Como diciéndome, “También vos, pecador, ignorante, estólido, también vos, podés hacerte como Dios.”

No. “No había lugar para ellos en el albergue”. Tampoco tendrá lugar en Jerusalén. Lo rechazan los hombres. Sin embargo, lo mismo, Dios encuentra un lugar donde nacer, un lugar donde venir a nosotros.

También en vos, en mi, Jesús quiere nacer. No el niñito de yeso de los villancicos que todos aceptamos tan fácilmente, sino el Dios verdadero que quizá ni tu ni yo aún hayamos descubierto y que tiene bien otras exigencias que el pesebre de cartón y el arbolito. Dios que, seguramente, te pedirá cambios y revoluciones en tu vida.

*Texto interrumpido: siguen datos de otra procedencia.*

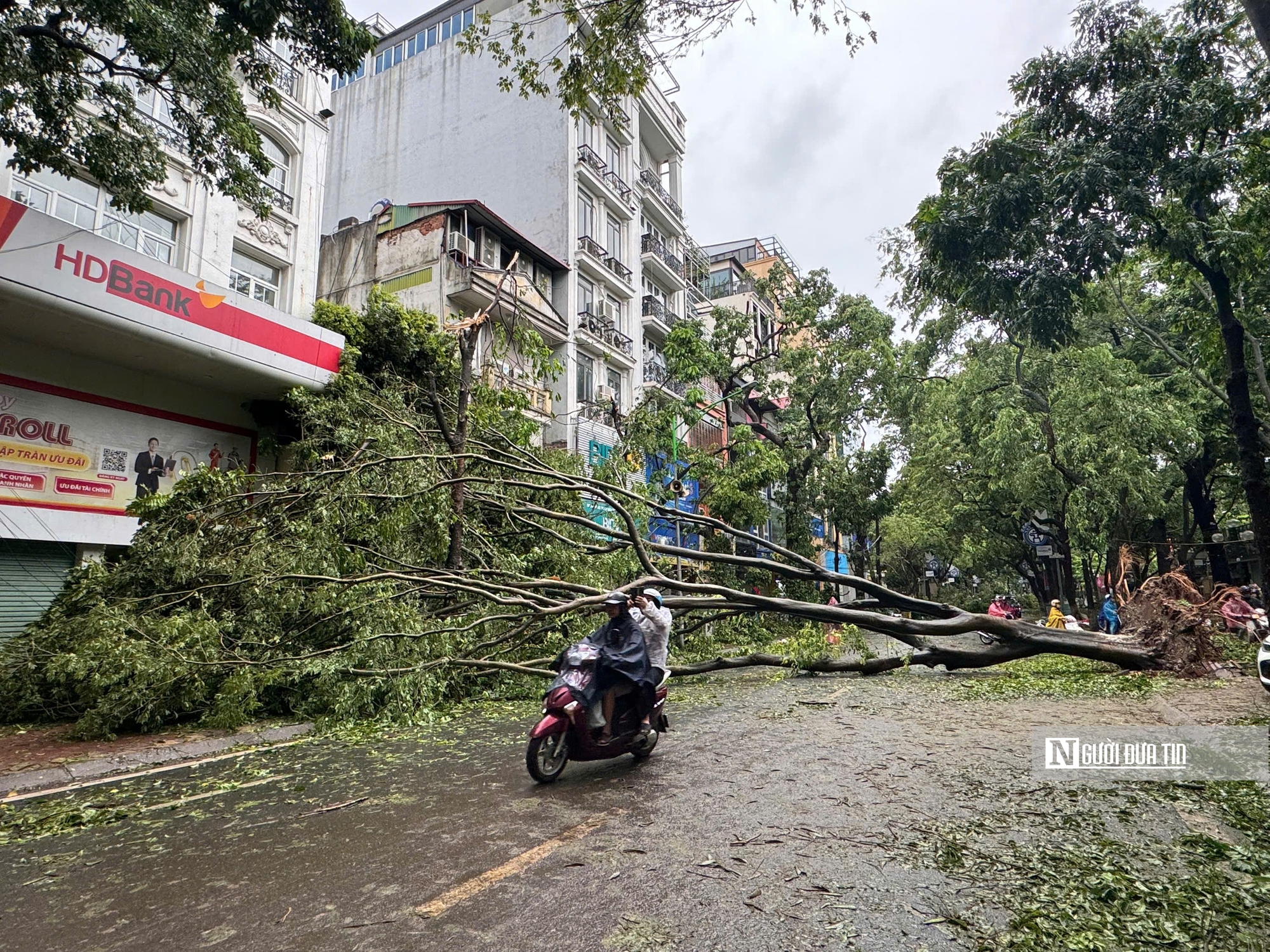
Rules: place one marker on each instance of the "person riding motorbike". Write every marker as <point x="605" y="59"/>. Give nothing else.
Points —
<point x="655" y="621"/>
<point x="624" y="666"/>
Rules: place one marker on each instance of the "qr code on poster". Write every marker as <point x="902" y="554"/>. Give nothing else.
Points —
<point x="115" y="461"/>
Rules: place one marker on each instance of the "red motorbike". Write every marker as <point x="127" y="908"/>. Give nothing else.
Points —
<point x="566" y="733"/>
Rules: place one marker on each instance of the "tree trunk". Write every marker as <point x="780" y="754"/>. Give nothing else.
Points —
<point x="1244" y="421"/>
<point x="1259" y="16"/>
<point x="1205" y="510"/>
<point x="459" y="445"/>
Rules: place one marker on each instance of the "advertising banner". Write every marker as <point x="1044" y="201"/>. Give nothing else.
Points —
<point x="62" y="450"/>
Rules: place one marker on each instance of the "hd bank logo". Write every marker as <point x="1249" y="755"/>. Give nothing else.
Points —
<point x="1078" y="755"/>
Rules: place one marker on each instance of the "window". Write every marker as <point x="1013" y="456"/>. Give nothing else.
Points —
<point x="586" y="380"/>
<point x="586" y="216"/>
<point x="256" y="280"/>
<point x="277" y="177"/>
<point x="615" y="384"/>
<point x="90" y="208"/>
<point x="389" y="59"/>
<point x="341" y="81"/>
<point x="615" y="238"/>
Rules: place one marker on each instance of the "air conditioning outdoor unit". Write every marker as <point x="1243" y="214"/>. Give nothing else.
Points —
<point x="462" y="243"/>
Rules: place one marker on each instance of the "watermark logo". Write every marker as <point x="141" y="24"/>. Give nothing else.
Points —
<point x="1151" y="753"/>
<point x="1075" y="755"/>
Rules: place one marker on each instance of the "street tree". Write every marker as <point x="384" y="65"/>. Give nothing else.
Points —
<point x="1146" y="135"/>
<point x="74" y="73"/>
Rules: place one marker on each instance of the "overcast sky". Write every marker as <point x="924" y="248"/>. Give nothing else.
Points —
<point x="789" y="135"/>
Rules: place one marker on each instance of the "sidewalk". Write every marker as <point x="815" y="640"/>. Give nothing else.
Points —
<point x="40" y="760"/>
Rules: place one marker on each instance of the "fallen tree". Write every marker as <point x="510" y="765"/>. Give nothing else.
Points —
<point x="330" y="591"/>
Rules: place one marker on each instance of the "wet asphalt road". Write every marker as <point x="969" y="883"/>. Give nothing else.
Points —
<point x="770" y="819"/>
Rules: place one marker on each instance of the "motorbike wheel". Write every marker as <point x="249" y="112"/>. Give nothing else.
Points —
<point x="545" y="757"/>
<point x="645" y="751"/>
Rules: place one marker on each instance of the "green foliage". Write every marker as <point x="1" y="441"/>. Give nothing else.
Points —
<point x="244" y="597"/>
<point x="1060" y="677"/>
<point x="74" y="73"/>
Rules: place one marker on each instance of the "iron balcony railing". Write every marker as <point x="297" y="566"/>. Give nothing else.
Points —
<point x="618" y="268"/>
<point x="285" y="76"/>
<point x="653" y="185"/>
<point x="604" y="329"/>
<point x="652" y="244"/>
<point x="281" y="200"/>
<point x="591" y="247"/>
<point x="590" y="158"/>
<point x="656" y="309"/>
<point x="660" y="375"/>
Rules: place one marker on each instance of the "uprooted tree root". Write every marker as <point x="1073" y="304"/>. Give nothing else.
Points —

También en mi y en vos, quiere nacer. Y el pesebre de su nacimiento me está diciendo que, a pesar mío y de mis rechazos, él habrá de encontrar en mi un lugar, un rincón donde entrar sin pedirlo, sin correr el riesgo de que le cierre las puertas en las narices, sin tener que estar afuera golpeando. Un lugar donde, secretamente quizá, ya ha bajado y espera pacientemente que le reconozcamos de una vez y nos alegremos con su presencia.

Podrás no recibirlo en los aposentos de tu soberbia satisfecha, de tus prósperos negocios, de tus comodidades cotidianas, ni en lo que tienes de bueno, de inteligente, de bello, de alto, de sano, de fuerte. Podrás no recibirlo en tus alegrías, en tus éxitos, en tus altas notas, incluso en tus grandes virtudes, en tus acciones honestas. No importa. No se ofenderá. Se irá despacito, con José y María, encontrará lugar en otro lado, el más feo quizá de tu alma, el más triste, el más oscuro.

Irá al pesebre, allí, en ese rincón, te esperará. En tu pecado, en tus miserias, en tus tristezas, en tus dolores, en tu soledad.

Allí, cuando lo necesites, le encontrarás.